How to Choose the “Best” Muscle Building System
Aside from the misguided questions regarding supplements and “secrets” for muscle growth, one of the things new lifters most often ask me is what training program they should use to build muscle. Even when muscle mags were the only source of information, there were already a dizzying number of programs to pick from, and now that the internet has made everyone into a supposed guru, there are too many for anyone to keep track of. You’ve got the tried-and-true bodybuilding programs like German Volume Training and High-Intensity Training, as well as plenty of strength-centric routines like 5 x 5. But there are also hundreds if not thousands of branded and copyrighted routines whose authors claim are the best – and only – ways to train.
Fortunately, you don’t need to worry about picking the “perfect” system because it doesn’t exist! Just about any program will work if you apply enough effort, especially if you’re still a beginner lifter. In fact, if you’ve got one guy busting ass on a ridiculous routine with 100% effort and another guy half-assing the smartest, most well-designed program in existence, I’ll put my money on the hard worker every time.
That being said, there are a definitely a few elements of proper program design you should look for. Smart training is great, hard work is even better, and a combination of the two will bring you the fastest results possible. Whether you’re designing your own routine or starting off with a cookie-cutter program, the following are a few things you need to consider before you begin.
Firstly, anyone claiming that their system is the “only” way to train is probably full of crap! There are certainly basic principles you should follow, but far too many lifters get caught up in one system or one way of thinking about training, and they don’t try anything different or new for years – even if they’re not making progress! If you want to pick the right routine now AND in the future, drop the dogma and keep an open mind about training. Even the tried-and-true basics won’t work forever, and you’ll eventually need to change things up to make continual gains.
Addressing Your Long-Term Goals
Any program worth its salt will also fit your long-term goals. You may want to increase your bench by a certain amount in 12 weeks, or lose a pound of fat per week until you reach your desired body composition – but those are extremely short term goals! Training is a lifelong endeavor, and building a great physique and significant strength will take years. Sure, you can make great leaps in development in a short amount of time, but you should not have to hop from one program to the next every few months. So, pick a program – or better yet, a set of training principles – that will keep you moving forward, even as you occasionally shift focus from muscle gain to fat loss.
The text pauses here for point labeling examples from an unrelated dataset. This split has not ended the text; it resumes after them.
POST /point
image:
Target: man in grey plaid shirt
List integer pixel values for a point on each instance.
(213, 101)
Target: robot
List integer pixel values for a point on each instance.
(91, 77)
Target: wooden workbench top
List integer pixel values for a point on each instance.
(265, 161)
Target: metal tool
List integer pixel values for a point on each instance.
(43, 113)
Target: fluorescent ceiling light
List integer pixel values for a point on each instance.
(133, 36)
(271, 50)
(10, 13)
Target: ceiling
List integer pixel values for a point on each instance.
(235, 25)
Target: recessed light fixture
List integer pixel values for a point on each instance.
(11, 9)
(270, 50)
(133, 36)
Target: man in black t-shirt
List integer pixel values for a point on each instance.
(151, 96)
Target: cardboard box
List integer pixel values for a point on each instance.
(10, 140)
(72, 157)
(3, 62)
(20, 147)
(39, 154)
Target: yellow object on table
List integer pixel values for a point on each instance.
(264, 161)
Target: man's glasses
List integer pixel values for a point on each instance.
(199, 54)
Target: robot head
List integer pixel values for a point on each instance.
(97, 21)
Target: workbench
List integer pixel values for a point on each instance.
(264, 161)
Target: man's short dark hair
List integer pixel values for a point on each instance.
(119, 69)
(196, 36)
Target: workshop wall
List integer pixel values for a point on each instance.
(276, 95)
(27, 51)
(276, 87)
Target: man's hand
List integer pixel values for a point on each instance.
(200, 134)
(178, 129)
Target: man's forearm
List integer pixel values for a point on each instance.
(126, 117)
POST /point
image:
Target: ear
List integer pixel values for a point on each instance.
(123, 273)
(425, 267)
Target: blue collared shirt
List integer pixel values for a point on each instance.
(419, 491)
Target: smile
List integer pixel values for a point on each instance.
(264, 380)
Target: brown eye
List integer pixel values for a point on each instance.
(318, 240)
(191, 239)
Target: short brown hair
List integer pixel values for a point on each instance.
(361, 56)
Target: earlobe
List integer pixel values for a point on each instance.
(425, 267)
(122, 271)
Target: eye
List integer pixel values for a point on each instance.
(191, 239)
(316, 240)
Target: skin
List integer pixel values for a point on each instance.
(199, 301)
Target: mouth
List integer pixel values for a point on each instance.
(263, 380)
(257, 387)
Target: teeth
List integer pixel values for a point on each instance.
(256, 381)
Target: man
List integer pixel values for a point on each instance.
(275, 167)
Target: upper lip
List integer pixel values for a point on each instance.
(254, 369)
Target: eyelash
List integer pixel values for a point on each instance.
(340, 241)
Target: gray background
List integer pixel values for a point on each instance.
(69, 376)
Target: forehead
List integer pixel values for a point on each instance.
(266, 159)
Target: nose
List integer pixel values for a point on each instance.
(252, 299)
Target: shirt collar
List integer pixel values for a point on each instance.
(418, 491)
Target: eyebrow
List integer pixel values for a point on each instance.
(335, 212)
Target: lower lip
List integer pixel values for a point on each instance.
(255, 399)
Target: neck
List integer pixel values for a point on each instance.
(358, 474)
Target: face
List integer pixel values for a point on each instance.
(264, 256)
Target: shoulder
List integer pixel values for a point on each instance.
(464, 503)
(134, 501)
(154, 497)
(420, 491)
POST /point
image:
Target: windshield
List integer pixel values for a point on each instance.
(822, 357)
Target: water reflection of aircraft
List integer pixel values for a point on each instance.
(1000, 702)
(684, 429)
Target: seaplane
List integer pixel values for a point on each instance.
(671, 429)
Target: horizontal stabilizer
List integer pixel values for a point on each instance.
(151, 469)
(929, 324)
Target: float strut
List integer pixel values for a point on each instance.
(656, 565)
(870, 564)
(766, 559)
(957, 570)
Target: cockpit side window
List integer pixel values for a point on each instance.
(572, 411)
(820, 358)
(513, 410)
Fancy exercises can have their place in a routine, especially once you’ve reached an advanced level of development and need different movements to keep progressing. For any beginner or intermediate lifter, however, the majority of a good program should be basic movements – squats, presses, pulls and their variations with barbell and dumbbells. Machines and cables can work well, too, but even then, you’re generally better off using machines that simply mimic a barbell exercise in a fixed plane of motion. If you look at the way most world-class bodybuilders and powerlifters train, even they rarely deviate from tried and true exercises.
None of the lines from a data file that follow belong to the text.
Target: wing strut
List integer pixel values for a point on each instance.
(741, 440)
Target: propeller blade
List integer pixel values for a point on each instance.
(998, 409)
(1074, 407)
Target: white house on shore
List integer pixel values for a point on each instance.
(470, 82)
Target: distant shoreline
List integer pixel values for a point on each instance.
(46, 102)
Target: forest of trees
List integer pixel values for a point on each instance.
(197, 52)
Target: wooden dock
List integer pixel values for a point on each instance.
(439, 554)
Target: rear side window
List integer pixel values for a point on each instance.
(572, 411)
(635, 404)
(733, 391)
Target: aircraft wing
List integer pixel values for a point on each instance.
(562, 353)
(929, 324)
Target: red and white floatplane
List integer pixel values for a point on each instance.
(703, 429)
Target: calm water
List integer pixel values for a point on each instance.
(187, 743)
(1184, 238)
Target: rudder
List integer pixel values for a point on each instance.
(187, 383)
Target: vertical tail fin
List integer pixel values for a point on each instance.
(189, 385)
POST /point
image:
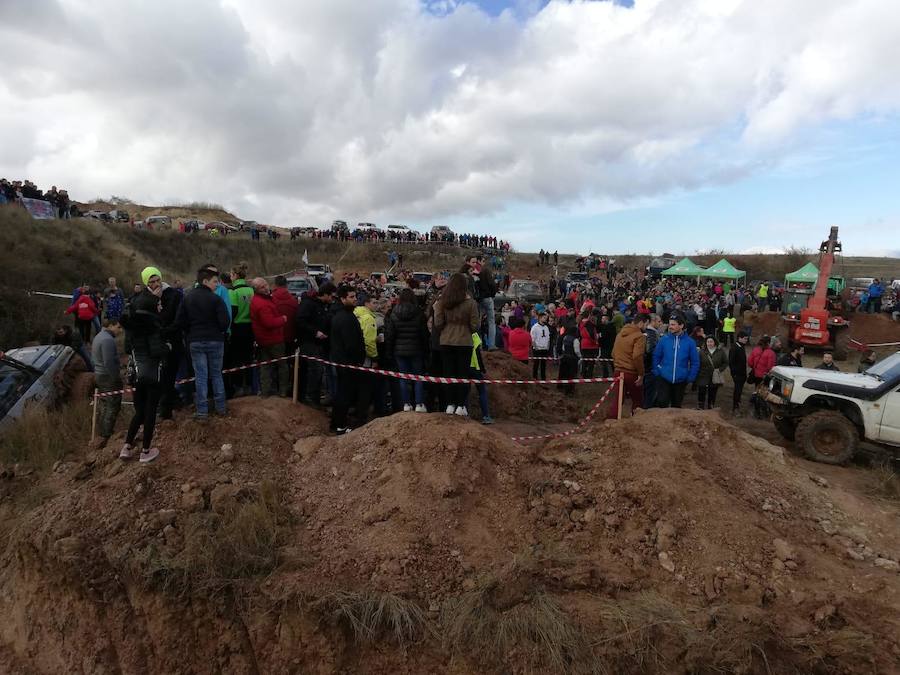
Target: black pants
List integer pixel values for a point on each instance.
(589, 357)
(457, 361)
(146, 399)
(669, 395)
(568, 369)
(348, 390)
(738, 390)
(168, 397)
(539, 365)
(242, 354)
(706, 396)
Here’s one element that far too many muscle mag programs lack – progression! You can do endless sets and reps of every exercise imaginable, but your progress will soon come to a halt if you’re not adding weight to the bar. And, while this may seem obvious to lifters who haven’t spent too much time on the internet and message boards, the myth still prevails that you don’t need to get stronger to build muscle.
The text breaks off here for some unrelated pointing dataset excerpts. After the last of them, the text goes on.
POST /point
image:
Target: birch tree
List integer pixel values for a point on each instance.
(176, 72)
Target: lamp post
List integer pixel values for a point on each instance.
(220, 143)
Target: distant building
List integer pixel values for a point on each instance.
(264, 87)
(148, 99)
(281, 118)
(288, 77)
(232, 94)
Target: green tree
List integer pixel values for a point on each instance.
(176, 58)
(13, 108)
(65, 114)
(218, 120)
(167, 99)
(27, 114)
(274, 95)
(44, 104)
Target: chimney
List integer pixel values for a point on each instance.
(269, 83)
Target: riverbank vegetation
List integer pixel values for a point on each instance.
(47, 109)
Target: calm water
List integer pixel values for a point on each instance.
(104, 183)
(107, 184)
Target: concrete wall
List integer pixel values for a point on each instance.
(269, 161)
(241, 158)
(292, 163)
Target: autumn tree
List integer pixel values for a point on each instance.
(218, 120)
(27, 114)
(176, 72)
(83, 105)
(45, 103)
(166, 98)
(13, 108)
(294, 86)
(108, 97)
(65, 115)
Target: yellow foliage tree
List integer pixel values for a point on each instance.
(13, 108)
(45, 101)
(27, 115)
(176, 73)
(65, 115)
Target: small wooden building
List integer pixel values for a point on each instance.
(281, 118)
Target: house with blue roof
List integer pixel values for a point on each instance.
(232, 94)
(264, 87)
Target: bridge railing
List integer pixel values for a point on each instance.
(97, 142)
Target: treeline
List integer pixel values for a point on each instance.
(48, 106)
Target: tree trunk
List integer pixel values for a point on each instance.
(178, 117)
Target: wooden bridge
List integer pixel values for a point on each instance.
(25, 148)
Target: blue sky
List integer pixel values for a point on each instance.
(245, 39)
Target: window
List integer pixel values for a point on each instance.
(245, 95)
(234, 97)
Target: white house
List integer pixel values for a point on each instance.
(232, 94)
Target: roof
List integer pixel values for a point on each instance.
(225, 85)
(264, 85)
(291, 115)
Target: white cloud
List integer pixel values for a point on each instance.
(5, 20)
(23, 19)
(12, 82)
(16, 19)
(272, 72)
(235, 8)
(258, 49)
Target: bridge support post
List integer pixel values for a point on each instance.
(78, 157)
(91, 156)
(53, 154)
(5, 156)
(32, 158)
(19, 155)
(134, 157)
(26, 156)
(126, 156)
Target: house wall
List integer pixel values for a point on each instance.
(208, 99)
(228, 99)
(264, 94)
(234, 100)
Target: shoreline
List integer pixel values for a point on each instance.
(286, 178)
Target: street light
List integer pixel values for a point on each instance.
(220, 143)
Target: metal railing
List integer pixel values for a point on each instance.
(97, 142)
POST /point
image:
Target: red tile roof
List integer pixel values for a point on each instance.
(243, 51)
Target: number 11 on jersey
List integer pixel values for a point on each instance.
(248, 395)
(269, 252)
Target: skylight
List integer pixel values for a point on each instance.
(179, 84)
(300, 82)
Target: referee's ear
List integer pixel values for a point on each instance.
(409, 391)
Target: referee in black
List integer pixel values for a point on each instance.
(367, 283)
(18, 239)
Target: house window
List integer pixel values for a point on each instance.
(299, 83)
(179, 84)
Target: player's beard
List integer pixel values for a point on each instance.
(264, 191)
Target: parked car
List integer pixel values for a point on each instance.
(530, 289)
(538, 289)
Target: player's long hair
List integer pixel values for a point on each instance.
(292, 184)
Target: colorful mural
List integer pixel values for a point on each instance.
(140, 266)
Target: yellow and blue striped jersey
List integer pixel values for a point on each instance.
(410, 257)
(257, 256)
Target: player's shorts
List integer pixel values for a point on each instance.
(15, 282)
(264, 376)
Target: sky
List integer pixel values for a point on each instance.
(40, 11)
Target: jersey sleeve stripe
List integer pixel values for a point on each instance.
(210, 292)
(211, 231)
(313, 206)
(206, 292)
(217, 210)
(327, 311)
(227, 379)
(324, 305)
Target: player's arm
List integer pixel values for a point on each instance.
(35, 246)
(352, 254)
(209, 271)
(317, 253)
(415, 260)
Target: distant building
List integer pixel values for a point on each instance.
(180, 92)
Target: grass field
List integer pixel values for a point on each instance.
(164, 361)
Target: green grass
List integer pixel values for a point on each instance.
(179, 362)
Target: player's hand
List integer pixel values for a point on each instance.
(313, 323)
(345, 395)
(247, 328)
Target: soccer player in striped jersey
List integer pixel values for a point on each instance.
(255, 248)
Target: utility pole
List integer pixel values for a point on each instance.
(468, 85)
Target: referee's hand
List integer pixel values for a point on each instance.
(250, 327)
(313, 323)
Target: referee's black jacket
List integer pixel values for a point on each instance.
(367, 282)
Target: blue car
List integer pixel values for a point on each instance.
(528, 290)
Still, adding weight to the bar isn’t the only way to progress, and you’re not going to be able to go heavier and heavier all the time. Other forms of progression include extra reps, extra sets, extra sessions and even shorter rest periods. Heavier weights should always be the end goal, but you’ll still be moving in the right direction if you can track tangible progress from one session to the next.
I’m all about lofty goals, and I think most guys can gain an incredible amount of muscle and strength if they put forth a full effort – but you’ve got to be realistic about what you can accomplish in a given time frame. If you’re genetically average and have already experienced your “newbie gains,” chances are you’re not going to build pounds of muscle per week or double your strength in a year or less. Set your long-term goals sky-high if you want, but break them up into shorter-term goals that you can realistically accomplish in a few months.
Also, forget the concept of simultaneous fat loss and muscle gain, at least until you’ve built the vast majority of the mass you want to gain. If you’re too fat for your liking, cut weight until you’re comfortable with how lean you are. Once you’re lean enough, steadily gain quality weight for a year or more at a time! You can’t serve two masters, and waffling between cutting and bulking will leave you looking the same year after year.
You probably understand how important proper nutrition and rest are for recovery, but even with the right foods and plenty of sleep, you can still end up run-down and fatigued. To ensure adequate recovery and constant growth, you also need to address recovery within your training plan!
Still, you don’t necessarily need to plan week-long deloads, or even worse – a week or more of time off from the gym. You never really know how strong you’re going to be until you get in the gym and try, and long, rigidly planned periods of “taking it easy” may just cost you productive training time.
Instead, your program should allow you to make adjustments on the fly. Some days you’ll feel like crap but still hit personal bests, and other days you’re just not going to be able to perform at your best. On these days, you need to be able to switch up your weights, rep schemes and overall training volume to ensure that you’re fresh and ready to go for the next session.